Wednesday, July 18, 2012

Past Rapid Sea Rise





I have no doubt that the 8200 year event or pulse was caused by the draining of Lake Agassiz. This is actually quite recent and it clears up the time frame question for me. It is my conjecture that ice Cap decay began with the Pleistocene Nonconformity which I place around 13,000 years ago. The earlier date proposed here most likely reflects the level of uncertainty. In the event a pulse of melt water would have initiated the process as unstable ice was melted out. Thereafter the ice loss was slower and took centuries. Even 8200 years ago the flushing of Lake Agassiz was only the beginning of the last phase. This implies that remnant ice resided in the Canadian North far into historical times. From 13000 BP to say even 5000 BP it took 9000 years to eliminate the Ice Cap. None of this is properly fitted into climate modeling efforts I am sure and represents a significant unknown in terms of historical understanding of the climate.

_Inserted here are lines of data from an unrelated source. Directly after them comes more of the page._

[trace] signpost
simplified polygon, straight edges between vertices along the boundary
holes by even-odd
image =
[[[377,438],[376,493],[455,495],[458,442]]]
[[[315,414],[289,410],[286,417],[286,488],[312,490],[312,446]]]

Since the total loss was approximately 300 feet for the entire period and pulse losses amount to less that fifteen feet, it turns out that the actual rate of change experienced was around one meter per century in terms of sea level. I suspect that the cultural record likely supports that.

This also informs us that the assumption that permafrost is a stable phenomena is possibly misplaced. More properly the Northern forests are slowly changing in the face of the stable Holocene climate and are possibly undergoing evolutionary transformation.

The only thing that protects the stability of the Arctic Ice is the existence of the Greenland Ice Cap Remnant. Yet its loss may be in the cards although that seems unlikely.

Trigger for past rapid sea level rise discovered

by Staff Writers

Bristol UK (SPX) Jul 13, 2012



The cause of rapid sea level rise in the past has been found by scientists at the University of Bristol using climate and ice sheet models. The process, named 'saddle-collapse', was found to be the cause of two rapid sea level rise events: the Meltwater pulse 1a (MWP1a) around 14,600 years ago and the '8,200 year' event. The research was published in Nature this week.

Using a climate model, Dr Lauren Gregoire of Bristol's School of Geographical Sciences and colleagues unearthed the series of events that led to saddle-collapse in which domes of ice over North America became separated, leading to rapid melting and the opening of an ice free corridor.

Evidence of these events has been recorded in ocean cores and fossil coral reefs; however, to date the reason behind the events was unclear and widely debated.

Ice domes up to 3 km thick (three times the height of Snowdon), formed in regions of high snowfall and higher topography, such as the Rocky Mountains. Together with the saddles - lower valleys of ice between the domes - these made up the ice sheet.

Towards the end of the last ice age, at the time of mammoths and primitive humans, the climate naturally warmed. This started to melt ice at increasingly high elevations, eventually reaching and melting the saddle area between the ice domes.

This triggered a vicious circle in which the melting saddle would lower, reach warmer altitudes and melt even more rapidly until the saddle had completely melted. In just 500 years, the saddles disappeared and only the ice domes remained.

The melted ice flowed into the oceans leading to rapid sea level rises of 9 m in 500 years during the Meltwater pulse 1a event 14,600 years ago and 2.5 m in the second event, 8,200 years ago.

Dr Gregoire, lead author of the study, said: "We didn't expect our model to produce such a rapid sea level rise. We got really excited when we realised that the events we simulated corresponded to real events!"

In the model, Dr Gregoire found that saddle-collapse could explain a significant amount of the sea level rise observed: "The meltwater pulse produced by the saddle-collapse can explain more than half of the sea level jump observed around 14,600 years ago. The rest probably came from the progressive melting of ice sheets in Europe and Antarctica."

This research not only identifies the process which caused the melting of the North American ice sheet and the trigger for rapid sea level rises in the past, but also increases our understanding of the nature of ice sheets and climate change, allowing further questions to be posed and, with more research, answered.

Research like this allows climate and ice sheet models to be tested against evidence from the real world.

If climate models are able to reflect patterns observed in natural records our confidence in them increases. This is particularly relevant where the models are also used to investigate the effect of climate change on ice sheets in the future.

The study was funded by the NICE Marie Curie Research Training Network and the NaturalEnvironment Research Council (NERC), and the numerical model simulations were carried out using the facilities of the Advanced Computing Research Centre (ACRC) at the University of Bristol.